Bethlehem Area Introduces Career Pathways for Students

By Adam Clark, Of The Morning Call, November 4, 2013
When Bethlehem Area School District asks its students what they want to do after high school, it doesn’t want to hear, “I don’t know.”

So the district has designed four career pathways to help students match their strengths and interests with courses offered at its high schools.

If approved by the school board later this month, the pathways will be:

• science, technology, engineering and math

• arts, humanities and communications

• business, finance and law

Students will review the pathways in eighth grade and the district will provide a list of courses students can take to focus their education on a specific field. There will be separate course lists for students who plan to attend graduate school, to earn a four-year degree, attend technical school or earn a high school diploma.

Students are not required to choose a pathway and can switch pathways as desired. But administrators hope students take the pathways seriously and schedule the courses that best prepare them for life after graduation.

“More … purposeful students are more successful students,” said Jack Silva, the district’s chief academic officer.

The district also hopes the pathways will stop the flow of students leaving for specialized charter schools for arts, medicine and other fields.

“Each of our four pathways will be as good or better as what they can get anywhere else,” Silva told the school board Curriculum Committee on Monday.

The science, technology, engineering and math program will be aligned with Project Lead the Way, a nationally recognized program designed to prepare students for careers in those four areas.

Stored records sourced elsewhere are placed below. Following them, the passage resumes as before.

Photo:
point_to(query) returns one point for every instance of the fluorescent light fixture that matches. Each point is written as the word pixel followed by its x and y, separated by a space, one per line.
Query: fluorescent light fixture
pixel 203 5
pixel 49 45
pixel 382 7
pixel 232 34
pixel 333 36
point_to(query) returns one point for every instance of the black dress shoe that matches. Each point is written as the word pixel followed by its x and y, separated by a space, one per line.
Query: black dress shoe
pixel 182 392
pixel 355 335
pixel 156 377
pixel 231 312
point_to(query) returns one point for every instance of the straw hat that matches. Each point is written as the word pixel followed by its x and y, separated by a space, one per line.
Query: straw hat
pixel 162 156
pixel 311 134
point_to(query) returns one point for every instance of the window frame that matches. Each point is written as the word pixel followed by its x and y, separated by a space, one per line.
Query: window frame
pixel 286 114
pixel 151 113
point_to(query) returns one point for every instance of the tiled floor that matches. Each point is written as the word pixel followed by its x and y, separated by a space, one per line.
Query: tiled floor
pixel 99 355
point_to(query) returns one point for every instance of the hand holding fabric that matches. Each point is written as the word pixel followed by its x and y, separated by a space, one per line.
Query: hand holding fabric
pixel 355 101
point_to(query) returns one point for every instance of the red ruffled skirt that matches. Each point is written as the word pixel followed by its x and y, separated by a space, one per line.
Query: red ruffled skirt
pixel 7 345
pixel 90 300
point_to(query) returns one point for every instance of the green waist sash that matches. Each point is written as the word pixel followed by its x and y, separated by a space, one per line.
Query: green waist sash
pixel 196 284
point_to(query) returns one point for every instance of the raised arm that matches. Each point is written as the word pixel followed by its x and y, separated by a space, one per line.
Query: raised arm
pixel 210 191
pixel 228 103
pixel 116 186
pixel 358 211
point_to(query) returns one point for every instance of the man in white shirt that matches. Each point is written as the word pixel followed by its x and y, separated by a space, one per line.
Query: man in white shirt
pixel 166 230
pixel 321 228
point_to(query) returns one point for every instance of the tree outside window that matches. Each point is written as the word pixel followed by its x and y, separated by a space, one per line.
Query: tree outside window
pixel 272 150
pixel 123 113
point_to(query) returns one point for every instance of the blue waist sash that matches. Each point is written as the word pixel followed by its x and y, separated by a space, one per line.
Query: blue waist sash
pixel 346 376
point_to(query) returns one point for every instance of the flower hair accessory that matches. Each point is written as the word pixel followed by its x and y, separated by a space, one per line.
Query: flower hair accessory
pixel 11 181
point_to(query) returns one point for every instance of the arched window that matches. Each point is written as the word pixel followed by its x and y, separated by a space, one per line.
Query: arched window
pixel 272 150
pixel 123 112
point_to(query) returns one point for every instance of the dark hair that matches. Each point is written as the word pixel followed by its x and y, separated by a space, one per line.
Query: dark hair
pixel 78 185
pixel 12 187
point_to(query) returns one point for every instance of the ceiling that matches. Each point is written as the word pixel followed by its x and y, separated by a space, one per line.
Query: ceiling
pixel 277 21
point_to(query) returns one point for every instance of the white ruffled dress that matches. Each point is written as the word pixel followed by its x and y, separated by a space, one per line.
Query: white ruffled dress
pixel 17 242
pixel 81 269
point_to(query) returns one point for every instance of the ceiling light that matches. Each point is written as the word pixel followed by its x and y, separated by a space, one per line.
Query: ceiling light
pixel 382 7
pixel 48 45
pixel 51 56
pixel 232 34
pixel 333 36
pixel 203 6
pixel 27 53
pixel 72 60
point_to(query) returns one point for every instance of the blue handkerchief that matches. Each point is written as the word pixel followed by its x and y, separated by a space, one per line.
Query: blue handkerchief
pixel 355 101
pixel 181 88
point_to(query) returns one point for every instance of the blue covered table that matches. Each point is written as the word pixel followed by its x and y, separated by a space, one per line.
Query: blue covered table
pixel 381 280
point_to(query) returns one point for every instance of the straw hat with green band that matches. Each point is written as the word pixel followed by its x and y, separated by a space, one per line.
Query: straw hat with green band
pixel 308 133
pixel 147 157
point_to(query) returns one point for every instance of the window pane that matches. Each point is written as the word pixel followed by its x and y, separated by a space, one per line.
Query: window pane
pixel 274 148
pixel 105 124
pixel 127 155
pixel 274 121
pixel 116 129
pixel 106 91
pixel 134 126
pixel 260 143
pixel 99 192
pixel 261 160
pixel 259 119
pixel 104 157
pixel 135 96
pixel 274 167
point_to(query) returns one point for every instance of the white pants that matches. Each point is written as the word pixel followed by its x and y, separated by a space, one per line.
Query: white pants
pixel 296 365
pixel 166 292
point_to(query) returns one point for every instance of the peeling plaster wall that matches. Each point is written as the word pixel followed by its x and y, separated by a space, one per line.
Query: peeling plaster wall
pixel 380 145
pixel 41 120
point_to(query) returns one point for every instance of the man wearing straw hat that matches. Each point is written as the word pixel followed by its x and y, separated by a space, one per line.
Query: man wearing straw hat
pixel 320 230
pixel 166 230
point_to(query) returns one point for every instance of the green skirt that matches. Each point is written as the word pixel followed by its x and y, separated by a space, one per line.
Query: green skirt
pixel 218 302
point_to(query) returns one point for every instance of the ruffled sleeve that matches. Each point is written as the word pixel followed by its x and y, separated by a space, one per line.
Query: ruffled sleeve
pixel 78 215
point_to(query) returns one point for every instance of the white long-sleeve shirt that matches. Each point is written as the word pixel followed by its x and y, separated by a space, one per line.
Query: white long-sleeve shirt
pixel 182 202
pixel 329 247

The Project Lead the Way program, which will cost about $500,000 to implement over four years, includes a track in engineering and a track in biomedical sciences. Each track includes a four-year sequence of courses. The district will receive assistance from community partners, Silva said.

In addition to the list of courses in each pathway, the district will provide a list of ideas in each pathway for students to complete their required community service project.

The goal is for students to find a purpose in their elective credits and their community service project, rather than completing them for the sake of graduating, Silva said. The district thinks students who follow a pathway will be more competitive with students from other districts when applying for college and jobs.

Board Vice President Michele Cann said the pathways are fabulous. But she stressed that the district needs to ensure students are able to schedule the courses they want, instead of getting study halls.